A recently released bombshell document supplied by the Department of Justice created more headaches for the Uber legal team. The letter from former Uber security analyst Richard Jacobs included claims that Uber had encouraged a culture of espionage and trickery to stay ahead in the highly competitive ride-sharing sector. The 37-page letter claims that Uber trained employees to steal trade secrets and hide their tracks, among other things. It also contained an unrelated allegation that Uber had paid a $100,000 ransom to a hacker who had stolen customers’ account information and never reported the data breach to customers or authorities.
If true, the workplace culture described in the letter could make it challenging for Uber to convince jurors that the theft of Waymo’s trade secrets was the work of a lone wolf.

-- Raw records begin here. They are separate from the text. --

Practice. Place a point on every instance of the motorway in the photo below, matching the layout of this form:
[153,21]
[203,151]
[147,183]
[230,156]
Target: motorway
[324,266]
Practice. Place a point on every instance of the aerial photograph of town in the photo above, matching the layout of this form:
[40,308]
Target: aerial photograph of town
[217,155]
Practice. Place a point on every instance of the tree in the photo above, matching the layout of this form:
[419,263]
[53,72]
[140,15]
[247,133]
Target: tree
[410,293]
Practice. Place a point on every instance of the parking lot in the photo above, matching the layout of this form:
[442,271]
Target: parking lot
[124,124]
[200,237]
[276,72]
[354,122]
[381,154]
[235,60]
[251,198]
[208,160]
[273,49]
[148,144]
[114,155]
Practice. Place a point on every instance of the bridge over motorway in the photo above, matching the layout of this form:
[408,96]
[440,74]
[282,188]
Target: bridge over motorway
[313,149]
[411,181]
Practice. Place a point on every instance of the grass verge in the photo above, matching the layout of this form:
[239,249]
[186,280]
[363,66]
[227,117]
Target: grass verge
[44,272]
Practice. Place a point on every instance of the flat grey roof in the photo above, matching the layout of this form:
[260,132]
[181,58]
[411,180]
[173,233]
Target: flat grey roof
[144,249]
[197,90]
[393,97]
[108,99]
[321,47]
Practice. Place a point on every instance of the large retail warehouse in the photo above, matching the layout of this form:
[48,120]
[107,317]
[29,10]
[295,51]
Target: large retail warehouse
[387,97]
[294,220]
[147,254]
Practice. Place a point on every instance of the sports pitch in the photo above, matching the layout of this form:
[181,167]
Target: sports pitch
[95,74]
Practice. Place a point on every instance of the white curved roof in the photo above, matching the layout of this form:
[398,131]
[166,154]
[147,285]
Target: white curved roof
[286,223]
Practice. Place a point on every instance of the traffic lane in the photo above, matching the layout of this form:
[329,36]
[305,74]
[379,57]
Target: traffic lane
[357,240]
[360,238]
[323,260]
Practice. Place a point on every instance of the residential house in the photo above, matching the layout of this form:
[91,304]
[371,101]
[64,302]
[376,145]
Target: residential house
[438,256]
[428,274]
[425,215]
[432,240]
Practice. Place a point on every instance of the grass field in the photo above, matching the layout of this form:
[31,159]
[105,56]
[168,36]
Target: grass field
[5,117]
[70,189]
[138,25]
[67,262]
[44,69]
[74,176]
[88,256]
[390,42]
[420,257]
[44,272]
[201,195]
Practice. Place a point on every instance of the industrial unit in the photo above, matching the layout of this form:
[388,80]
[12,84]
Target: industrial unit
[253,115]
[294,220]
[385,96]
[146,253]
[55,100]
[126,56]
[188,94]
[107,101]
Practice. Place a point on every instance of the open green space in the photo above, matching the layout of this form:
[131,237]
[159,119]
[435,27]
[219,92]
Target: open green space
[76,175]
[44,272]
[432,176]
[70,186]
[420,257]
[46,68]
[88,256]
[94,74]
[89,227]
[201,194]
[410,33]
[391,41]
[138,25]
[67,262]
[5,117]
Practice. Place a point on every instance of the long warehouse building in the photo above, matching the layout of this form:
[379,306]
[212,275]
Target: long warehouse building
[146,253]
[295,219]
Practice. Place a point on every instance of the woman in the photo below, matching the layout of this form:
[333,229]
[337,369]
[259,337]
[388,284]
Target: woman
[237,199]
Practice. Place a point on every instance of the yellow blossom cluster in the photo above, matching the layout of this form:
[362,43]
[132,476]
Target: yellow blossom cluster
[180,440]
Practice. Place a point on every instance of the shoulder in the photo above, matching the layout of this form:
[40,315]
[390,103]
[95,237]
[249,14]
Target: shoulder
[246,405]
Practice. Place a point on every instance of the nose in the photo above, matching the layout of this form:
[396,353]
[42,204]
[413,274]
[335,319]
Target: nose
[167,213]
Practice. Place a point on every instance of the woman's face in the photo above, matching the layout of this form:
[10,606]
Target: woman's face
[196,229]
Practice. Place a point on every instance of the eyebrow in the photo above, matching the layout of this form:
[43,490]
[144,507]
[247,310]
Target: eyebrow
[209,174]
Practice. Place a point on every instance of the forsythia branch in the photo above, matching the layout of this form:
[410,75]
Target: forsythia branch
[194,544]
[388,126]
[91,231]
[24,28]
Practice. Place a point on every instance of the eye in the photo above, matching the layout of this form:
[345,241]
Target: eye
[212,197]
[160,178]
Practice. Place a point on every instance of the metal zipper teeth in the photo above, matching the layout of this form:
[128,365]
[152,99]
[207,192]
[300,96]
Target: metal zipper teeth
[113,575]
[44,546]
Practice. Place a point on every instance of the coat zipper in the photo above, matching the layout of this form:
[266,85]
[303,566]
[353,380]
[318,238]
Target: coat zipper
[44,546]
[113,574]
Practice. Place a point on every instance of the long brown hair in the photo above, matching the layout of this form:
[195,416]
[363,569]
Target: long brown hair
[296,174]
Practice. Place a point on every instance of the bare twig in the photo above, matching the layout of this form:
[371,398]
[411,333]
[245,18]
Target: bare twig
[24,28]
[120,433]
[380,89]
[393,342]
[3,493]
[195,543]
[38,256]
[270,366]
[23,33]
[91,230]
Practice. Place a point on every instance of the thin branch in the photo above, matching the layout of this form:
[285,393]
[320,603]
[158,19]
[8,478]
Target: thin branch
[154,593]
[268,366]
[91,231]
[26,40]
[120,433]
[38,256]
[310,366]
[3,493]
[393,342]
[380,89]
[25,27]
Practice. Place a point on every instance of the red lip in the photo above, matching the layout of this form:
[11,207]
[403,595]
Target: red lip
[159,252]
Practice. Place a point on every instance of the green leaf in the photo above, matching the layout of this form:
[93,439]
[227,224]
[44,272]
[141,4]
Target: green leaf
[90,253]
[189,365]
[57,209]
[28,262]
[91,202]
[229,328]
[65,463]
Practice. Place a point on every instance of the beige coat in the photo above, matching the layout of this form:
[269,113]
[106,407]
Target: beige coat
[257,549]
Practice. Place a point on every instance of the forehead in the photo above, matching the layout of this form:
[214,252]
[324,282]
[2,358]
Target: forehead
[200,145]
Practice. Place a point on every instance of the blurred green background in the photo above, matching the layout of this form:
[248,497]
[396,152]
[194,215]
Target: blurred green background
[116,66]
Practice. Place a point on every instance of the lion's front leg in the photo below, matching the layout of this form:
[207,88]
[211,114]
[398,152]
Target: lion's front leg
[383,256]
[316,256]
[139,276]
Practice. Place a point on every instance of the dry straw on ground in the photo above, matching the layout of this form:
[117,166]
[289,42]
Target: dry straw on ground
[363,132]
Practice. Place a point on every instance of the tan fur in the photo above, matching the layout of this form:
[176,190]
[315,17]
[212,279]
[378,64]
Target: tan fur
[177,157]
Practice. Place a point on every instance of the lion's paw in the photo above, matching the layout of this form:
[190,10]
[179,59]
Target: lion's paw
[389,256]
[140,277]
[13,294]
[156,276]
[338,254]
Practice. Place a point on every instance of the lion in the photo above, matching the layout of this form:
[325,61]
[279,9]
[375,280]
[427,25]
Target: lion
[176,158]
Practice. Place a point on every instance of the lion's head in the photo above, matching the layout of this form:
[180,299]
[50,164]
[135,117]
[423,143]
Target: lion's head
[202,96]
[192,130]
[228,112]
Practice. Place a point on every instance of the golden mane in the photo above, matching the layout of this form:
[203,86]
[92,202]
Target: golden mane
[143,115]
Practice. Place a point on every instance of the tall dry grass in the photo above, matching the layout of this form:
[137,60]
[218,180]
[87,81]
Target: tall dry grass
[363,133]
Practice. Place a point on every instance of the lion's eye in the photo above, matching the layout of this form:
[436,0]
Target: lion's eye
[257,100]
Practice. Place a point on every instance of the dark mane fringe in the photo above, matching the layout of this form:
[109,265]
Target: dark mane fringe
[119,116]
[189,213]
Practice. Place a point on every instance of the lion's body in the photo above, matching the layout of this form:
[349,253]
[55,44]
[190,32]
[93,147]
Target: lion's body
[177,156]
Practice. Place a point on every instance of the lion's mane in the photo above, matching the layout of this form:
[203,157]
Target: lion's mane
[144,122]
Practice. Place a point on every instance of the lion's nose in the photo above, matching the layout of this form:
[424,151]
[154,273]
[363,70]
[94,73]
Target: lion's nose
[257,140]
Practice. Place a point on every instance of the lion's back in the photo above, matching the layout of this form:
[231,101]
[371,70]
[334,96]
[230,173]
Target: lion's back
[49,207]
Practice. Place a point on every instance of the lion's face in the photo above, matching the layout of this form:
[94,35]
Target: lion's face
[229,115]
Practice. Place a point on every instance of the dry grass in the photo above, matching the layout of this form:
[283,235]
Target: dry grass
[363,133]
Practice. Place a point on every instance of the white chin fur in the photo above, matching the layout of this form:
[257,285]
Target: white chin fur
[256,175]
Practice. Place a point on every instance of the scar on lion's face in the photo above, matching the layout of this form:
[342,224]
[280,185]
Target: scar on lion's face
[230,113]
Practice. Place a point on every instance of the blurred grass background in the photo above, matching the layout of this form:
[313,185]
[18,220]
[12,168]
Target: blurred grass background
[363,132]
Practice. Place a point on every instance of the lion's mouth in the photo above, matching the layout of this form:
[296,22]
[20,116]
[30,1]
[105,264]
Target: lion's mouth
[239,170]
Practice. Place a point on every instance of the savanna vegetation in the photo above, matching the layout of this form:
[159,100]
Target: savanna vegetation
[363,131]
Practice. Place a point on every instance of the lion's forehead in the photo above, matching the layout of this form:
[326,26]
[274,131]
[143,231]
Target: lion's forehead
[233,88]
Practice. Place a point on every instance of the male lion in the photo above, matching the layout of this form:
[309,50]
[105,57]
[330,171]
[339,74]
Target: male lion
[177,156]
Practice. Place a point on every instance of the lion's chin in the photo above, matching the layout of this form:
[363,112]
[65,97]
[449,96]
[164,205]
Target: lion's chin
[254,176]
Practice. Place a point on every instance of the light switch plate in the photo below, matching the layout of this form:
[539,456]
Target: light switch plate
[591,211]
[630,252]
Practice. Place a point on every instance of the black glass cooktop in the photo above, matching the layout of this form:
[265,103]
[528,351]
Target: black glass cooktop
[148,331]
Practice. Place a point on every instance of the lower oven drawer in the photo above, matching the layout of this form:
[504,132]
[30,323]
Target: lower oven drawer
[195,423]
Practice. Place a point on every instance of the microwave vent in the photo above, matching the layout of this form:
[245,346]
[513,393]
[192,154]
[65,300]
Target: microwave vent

It’s also creating a credibility problem with U.S. District Judge William Alsup, who was not pleased to learn about the letter just days before the scheduled December 2017 start of the trial.
“I can’t trust anything you say because it’s been proven wrong so many times,” Alsup told Uber at the hearing. “You’re just making the impression that this is a total cover-up.”
Judge Alsup agreed to Waymo’s request to delay the trial into 2018, adding that “if even half of what this letter says is true, it would be a huge injustice to force Waymo to go to trial” as planned.